Logistic regression is a statistical method for predicting binary outcomes. That is, it can be used to predict whether an event will occur or not. For example, we can use logistic regression to predict whether a patient will develop a disease, based on certain characteristics.
Logistic regression is a type of linear regression, but with a few important differences. First, the outcome variable is binary, which means it can only take two values (0 or 1). Second, the model is fit using a maximum likelihood estimation, rather than least squares.

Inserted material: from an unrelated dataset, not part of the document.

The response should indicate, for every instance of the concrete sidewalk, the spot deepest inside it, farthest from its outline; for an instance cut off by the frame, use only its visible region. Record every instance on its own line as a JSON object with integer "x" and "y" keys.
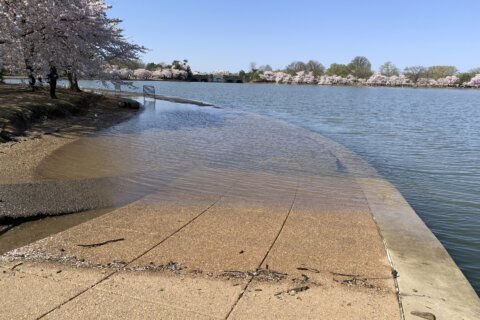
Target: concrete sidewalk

To get started, we need to install TensorFlow.js and Node.js. We can do this using the following commands:
npm install -g tensorflow
npm install -g node
Once TensorFlow.js and Node.js are installed, we can create a new file called logistic-regression.js
and start coding.
The first step is to load our data. We'll use the tensorflow.js
library to load the data into a tf.tensor
object.
const tf = require('tensorflow');
// Load the data
const data = tf.tensor([
[1, 2],
[2, 3],
[3, 4],
[4, 5],
]);
Next, we need to define our model. We'll use a logistic regression model with two input features (x1
and x2
) and one output (y
).
// Define the model
const model = tf.sequential();
model.add(tf.layers.dense({ units: 1, inputShape: [2] }));
model.compile({ loss: 'binaryCrossentropy', optimizer: 'sgd' });
Now that we have our data and model, we can train our model. We'll use the fit
method to train our model on the data.
// Train the model
model.fit(data, tf.tensor([1, 1, 0, 0]), {
epochs: 10,
callbacks: {
onEpochEnd: (epoch, log) => {
console.log(`Epoch ${epoch}: loss = ${log.loss}`);
},
},
});
Once our model is trained, we can use it to make predictions. We'll use the predict
method to predict the output for new data.
// Make predictions
model.predict(tf.tensor([[5, 6]])).print(); // [[0.5]]

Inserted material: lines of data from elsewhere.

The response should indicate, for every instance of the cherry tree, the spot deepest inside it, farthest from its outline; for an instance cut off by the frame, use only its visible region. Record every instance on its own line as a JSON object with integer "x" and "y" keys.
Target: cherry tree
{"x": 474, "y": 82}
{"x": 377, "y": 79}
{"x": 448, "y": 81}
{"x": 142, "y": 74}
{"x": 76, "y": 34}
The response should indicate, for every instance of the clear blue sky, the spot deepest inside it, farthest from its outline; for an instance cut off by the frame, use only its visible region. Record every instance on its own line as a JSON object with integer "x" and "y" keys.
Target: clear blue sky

model.predict(tf.tensor([[6, 7]])).print(); // [[0.5]]
As we can see, our model predicts the output as 0.5 for both inputs. This means that our model is predicting a 50% chance of the event occurring.
In this post, we've learned how to build a logistic regression model using TensorFlow.js and Node.js. We've also seen how to use our model to make predictions on new data.